Jack was bent over her, studying her like a very sexy palm reader. His hair was short, but thick. She glimpsed the back of his neck, the pale skin corded with muscle. She felt the warmth coming off his body, smelled the clean, somehow English scent of him.
“These are your war wounds. Honorably acquired and therefore beautiful.” He kissed the misshapen nail on her left hand and she told him without being asked about the time she’d slammed it in the restaurant fridge. She watched him bending over her hands, so intent on her. So interested. Amazement washed over her along with a wash of lust that left her weak-kneed.

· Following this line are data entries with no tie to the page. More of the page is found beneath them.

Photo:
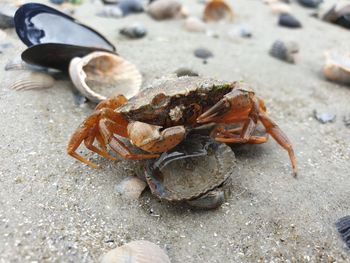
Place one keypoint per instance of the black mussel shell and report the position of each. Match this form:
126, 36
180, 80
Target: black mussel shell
55, 55
7, 13
37, 24
288, 20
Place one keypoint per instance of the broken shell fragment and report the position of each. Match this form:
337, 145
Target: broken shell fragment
165, 9
99, 75
32, 80
140, 251
216, 10
287, 20
337, 67
196, 166
286, 51
131, 187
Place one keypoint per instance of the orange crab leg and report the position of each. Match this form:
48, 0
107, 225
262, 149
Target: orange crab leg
280, 137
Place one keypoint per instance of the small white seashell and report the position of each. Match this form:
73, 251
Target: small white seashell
165, 9
102, 72
280, 8
131, 187
337, 67
140, 251
194, 24
32, 80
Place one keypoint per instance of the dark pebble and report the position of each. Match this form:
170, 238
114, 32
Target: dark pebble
137, 31
343, 227
130, 6
203, 53
310, 3
181, 72
288, 20
324, 117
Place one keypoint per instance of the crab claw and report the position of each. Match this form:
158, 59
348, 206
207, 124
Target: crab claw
218, 109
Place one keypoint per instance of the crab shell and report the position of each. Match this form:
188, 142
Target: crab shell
194, 168
169, 101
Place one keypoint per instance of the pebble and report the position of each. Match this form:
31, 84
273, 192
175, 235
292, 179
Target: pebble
285, 51
135, 31
310, 3
240, 31
324, 117
194, 24
131, 187
287, 20
4, 46
181, 72
165, 9
130, 6
203, 53
280, 8
111, 11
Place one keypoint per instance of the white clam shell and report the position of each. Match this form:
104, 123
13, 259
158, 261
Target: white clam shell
131, 187
27, 80
107, 72
337, 67
140, 251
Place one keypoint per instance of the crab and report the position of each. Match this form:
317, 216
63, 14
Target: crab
158, 119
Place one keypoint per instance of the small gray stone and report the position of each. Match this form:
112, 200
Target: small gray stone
134, 31
324, 117
203, 53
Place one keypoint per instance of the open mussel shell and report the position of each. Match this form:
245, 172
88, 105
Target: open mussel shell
55, 55
196, 166
337, 67
37, 23
101, 74
140, 251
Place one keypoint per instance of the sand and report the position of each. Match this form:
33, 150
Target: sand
55, 209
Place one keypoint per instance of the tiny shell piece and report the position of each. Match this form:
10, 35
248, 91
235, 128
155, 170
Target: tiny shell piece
140, 251
107, 71
287, 20
165, 9
32, 80
337, 67
286, 51
131, 187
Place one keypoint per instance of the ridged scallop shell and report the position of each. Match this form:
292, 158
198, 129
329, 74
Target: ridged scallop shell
27, 80
217, 10
107, 72
337, 67
140, 251
284, 50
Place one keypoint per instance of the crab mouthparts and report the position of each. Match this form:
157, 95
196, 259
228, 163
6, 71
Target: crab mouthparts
219, 108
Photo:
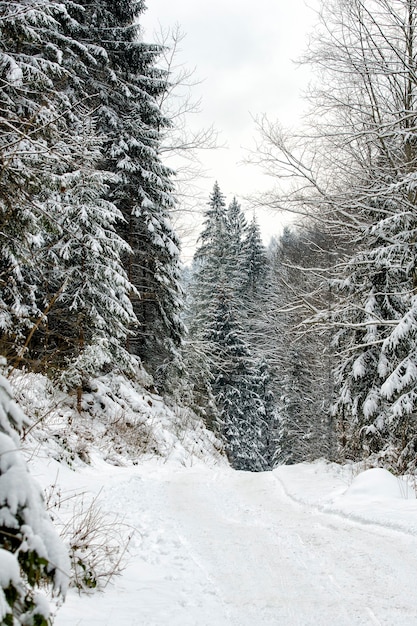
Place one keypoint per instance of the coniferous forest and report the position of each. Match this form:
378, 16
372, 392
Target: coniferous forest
289, 350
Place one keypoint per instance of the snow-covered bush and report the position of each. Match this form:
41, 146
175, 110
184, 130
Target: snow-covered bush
31, 553
97, 541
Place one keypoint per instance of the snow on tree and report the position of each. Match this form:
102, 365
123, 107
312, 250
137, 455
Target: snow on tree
354, 169
124, 88
234, 380
89, 323
31, 553
255, 263
32, 147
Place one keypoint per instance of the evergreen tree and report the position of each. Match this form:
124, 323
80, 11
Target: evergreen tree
31, 553
255, 263
236, 387
34, 145
124, 88
235, 382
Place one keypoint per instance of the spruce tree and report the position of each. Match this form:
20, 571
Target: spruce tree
34, 145
32, 556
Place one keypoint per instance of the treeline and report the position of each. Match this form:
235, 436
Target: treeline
351, 172
265, 388
89, 262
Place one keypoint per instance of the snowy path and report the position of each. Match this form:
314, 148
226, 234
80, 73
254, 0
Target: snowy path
216, 547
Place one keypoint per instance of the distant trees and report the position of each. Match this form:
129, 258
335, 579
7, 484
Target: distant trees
236, 384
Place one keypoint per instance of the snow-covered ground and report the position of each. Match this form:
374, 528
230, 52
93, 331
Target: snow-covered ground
310, 544
307, 544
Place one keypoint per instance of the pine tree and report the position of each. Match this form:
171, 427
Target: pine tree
33, 133
89, 324
231, 375
236, 386
124, 88
255, 263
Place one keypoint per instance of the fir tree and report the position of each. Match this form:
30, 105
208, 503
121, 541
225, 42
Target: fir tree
125, 87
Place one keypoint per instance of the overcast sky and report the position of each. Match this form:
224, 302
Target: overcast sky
243, 52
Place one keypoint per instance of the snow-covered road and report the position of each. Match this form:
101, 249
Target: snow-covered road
215, 547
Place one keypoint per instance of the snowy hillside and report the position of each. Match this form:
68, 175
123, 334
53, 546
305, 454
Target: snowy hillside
196, 543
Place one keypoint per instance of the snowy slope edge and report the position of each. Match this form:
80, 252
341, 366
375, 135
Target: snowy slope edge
329, 488
122, 421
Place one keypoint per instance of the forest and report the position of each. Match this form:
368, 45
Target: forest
301, 349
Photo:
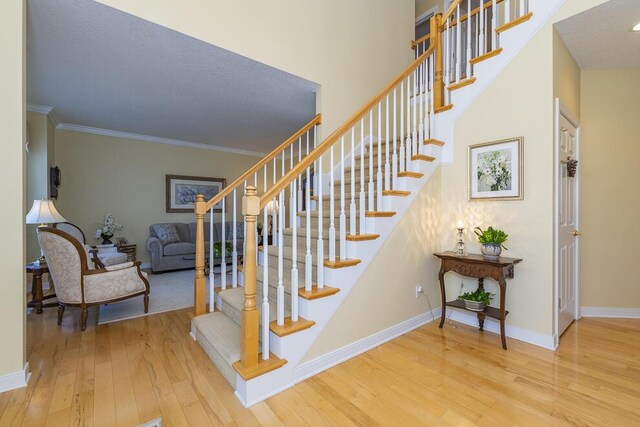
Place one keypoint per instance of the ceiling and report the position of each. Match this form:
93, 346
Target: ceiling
601, 37
102, 68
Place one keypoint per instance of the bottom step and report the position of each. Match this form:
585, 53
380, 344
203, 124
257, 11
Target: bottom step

Sex in her marriage had been about getting to the main event as fast as possible, reaching orgasm and going to sleep. She thought she and Cal must have had the most time-efficient marriage bed in the state of California. She’d got to the point where she could slide a batch of cookies or muffins in the oven and go have sex. They’d both have their climax, Cal would be snoring, and she’d be back in the kitchen with minutes left before the oven timer chimed.
Cal hadn’t been much for experimentation in bed-he’d found what worked and stuck with it. Unfortunately, he hadn’t felt the same about marriage in general.
Now, here she was, with a man who considered her scarred hands worthy of kissing. His tongue touched her fingertips and heat traveled through her body. When his lips brushed her palm, warm and slightly damp, she wanted to whimper. She started to tremble, deep inside. She’d been on the verge of leaving, thinking she was crazy to throw herself into bed with this man she’d only met a few hours ago.
But he’d seduced her by making love to that part of her that was the most accomplished and the least attractive. And somehow, she knew that a man who took this much time over a woman’s palm was not going to beat a batch of cookies to the finish.
“If this was a movie,” she said, “some schmaltzy music would play right now and I’d say, ‘Come with me to bed.’”
“Have you been with anyone since your husband?” he asked her softly.
Her hand jerked within his grasp. “That’s pretty personal.”
“So is what we’re about to do.”
She blew out a breath. He let go of her hands but not of her, tracing the curve of her waist until his palms rested lightly on her hips. She liked the warm feeling of connection between them while he looked up with those wonderful, serious, but not-serious eyes.
And looking back at him she found she needed the truth between them. “Yes, I have. I really needed to get the taste of Cal out of my system, frankly.” She shrugged, dropping her gaze to the ancient table where their barely touched drinks sat side by side. “It was quick and clinical.”
“Sounds rather like mouthwash.”
She thought back to the shortest affair of her life. “More like washing my own mouth out with soap.”
“You don’t have to do this,” he said.
She looked down at him, felt the warmth of his hands against her hip, felt breathless with the anticipation that a man who could appreciate and find beauty in her hands was going to be something very special in bed.